Last October, Mary Calmes and I had a horrifying realization.  It shouldn't have caught us by surprise but it really did.  We realized that the tiny (2000 words or less) short that we'd written for a Dreamspinner promotion was going to get rated on websites like GoodReads.  Oh my God!  It was free.  It was promotional.  It was short!  (Nobody rates short fiction well.  It's a truism of genre fiction as a whole.)  Why would people go and rate it?

It didn't matter.  They did.  And Mary and I both cringed as we watched our SHORT stories take critical hits for no other reason than that they were short.  The one consolation--and it has been my consolation during all critical hits--is that I had done my best work.  Yes. You Can't Make an Omelet is just a playful short goofy piece of fiction, but I'd done my best on it, and so had Mary on her fiction piece.

It's one of those moments where you realize you have a responsibility to your craft, because part of your craft is connecting with human beings, and you want to treat your fellow humans in the best way possible.  You know you can't please everybody-- it's like a family reunion.  Somewhere out there is an uncle who is going to disapprove of your job (and let's face it, in my family, everybody disapproves of my job at the moment) and a cousin is going to disapprove of your politics and your parents are going to disapprove of how you raise your children--but you dressed everybody up in their Sunday best, made the kick ass potato salad, kissed and hugged everyone, even the people who are about to spend all day telling you you're a fuck-up, and you have done your best to connect with your kin in the most civilized way possible.

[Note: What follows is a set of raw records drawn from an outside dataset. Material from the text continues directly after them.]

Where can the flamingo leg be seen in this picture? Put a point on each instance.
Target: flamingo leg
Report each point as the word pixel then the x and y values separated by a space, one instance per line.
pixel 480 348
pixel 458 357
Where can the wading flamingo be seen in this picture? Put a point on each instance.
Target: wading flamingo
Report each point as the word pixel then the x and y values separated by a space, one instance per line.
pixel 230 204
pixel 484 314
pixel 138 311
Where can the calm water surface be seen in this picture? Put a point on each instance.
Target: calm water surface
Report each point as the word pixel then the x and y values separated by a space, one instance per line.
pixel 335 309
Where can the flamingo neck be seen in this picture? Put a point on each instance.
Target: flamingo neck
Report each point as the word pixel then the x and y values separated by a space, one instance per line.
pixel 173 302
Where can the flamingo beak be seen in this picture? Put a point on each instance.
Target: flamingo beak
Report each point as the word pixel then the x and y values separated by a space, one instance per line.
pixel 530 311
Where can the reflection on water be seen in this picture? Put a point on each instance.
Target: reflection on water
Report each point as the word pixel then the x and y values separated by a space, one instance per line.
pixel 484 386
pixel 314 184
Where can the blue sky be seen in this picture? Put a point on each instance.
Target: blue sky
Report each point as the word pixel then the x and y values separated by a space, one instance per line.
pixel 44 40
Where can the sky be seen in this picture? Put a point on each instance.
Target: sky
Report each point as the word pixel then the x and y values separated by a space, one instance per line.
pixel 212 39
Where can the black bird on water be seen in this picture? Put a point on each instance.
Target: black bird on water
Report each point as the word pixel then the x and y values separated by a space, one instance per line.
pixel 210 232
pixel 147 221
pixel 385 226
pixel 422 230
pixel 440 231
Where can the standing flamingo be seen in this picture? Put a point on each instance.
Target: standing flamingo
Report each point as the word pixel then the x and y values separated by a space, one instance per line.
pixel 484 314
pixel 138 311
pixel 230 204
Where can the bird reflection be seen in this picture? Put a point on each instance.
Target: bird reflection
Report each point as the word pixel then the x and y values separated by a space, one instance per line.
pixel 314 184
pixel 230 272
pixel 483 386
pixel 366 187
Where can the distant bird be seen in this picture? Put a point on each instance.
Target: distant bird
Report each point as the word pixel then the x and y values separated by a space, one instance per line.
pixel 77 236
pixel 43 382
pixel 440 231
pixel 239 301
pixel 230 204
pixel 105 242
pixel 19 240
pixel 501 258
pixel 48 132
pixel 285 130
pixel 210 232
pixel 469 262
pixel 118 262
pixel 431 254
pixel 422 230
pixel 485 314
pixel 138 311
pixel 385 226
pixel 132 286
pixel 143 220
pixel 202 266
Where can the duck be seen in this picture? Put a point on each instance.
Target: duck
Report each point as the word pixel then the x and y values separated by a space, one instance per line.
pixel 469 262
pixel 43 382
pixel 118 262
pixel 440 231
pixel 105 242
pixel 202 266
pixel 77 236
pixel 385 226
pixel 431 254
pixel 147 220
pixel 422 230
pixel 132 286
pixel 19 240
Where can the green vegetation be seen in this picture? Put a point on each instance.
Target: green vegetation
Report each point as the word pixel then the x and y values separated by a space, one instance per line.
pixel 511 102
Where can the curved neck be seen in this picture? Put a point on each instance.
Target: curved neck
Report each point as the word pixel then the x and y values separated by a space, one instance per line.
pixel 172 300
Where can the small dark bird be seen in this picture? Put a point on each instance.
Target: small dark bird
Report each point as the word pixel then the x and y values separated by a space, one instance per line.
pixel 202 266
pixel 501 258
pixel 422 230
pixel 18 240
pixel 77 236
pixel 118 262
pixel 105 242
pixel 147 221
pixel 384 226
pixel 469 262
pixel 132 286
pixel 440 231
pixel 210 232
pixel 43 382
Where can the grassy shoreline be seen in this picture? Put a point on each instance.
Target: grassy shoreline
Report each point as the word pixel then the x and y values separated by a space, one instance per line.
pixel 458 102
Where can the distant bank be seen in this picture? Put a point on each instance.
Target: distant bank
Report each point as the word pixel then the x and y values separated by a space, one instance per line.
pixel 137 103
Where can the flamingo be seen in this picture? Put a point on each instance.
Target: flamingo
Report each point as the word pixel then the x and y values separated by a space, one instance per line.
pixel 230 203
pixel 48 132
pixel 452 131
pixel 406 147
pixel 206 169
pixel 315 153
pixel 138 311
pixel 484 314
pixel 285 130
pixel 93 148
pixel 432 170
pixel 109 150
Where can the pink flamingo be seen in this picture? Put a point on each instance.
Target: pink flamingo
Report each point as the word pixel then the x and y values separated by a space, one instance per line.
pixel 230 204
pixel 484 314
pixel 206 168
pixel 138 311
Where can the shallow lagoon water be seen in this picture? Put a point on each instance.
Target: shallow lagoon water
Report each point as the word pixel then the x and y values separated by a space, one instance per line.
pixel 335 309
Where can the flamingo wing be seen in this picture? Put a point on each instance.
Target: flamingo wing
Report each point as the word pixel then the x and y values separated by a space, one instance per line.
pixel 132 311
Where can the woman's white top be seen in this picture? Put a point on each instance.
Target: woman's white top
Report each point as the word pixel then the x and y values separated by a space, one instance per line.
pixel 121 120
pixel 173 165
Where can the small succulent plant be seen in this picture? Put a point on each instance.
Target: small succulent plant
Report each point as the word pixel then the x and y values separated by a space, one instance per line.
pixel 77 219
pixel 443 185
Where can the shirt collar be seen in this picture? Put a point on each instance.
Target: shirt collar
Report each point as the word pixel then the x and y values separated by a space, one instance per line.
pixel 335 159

And just like a book release, you're going to be excited about the reunion, and apprehensive about it, and you're going to hope, really hope, that your beautiful, splendid children and perfect spouse will get the love and attention they deserve.  (And, once again, this works for me, because my kids and husband are MUCH more popular at family reunions than I am.  I'm sort of embarrassing, really.)  Anyway-- THAT'S what it's like to mark your time by releasing a little bit of your soul into the public every so often.

So that brings us to Boxer Falls.

I love writing for Boxer Falls.  I don't have a lot of time to do it, and my time seems to just get less and less available, but I love the idea of a collaborative effort.  Boxer Falls is a serial soap opera, in which a different author writes  different episode each week.  There are stock characters and a LOT of sex and melodrama and angst and humor and basically, a lot of good writers showcased back to back, doing (I hope!) their best work.

So anyway-- yes.  Sidecar is two long painful weeks away-- but on Friday?  We've got Boxer Falls, and sometimes, between family reunions and birthdays and Christmases, there's a date to dinner and the movies--and it's still a special occasion.


2 comments:

Donna Lee said...

I happen to love short stories. I think they're harder to write than a novel. You have to be so concise in your words and make them count. No luxury of extra adjectives. A well crafted short story is one of my favorite reads (or listens).

I rate them highly. And I give you huge kudos for putting yourself out there for review. I hate it when people come in and review my work even though I do the best work I can every day (ok, most days), sometimes it's just not enough. No one likes to hear that but you just keep plugging on.

Saren Johnson said...

Remember two years ago, when writing a book was a struggle? Look at you now!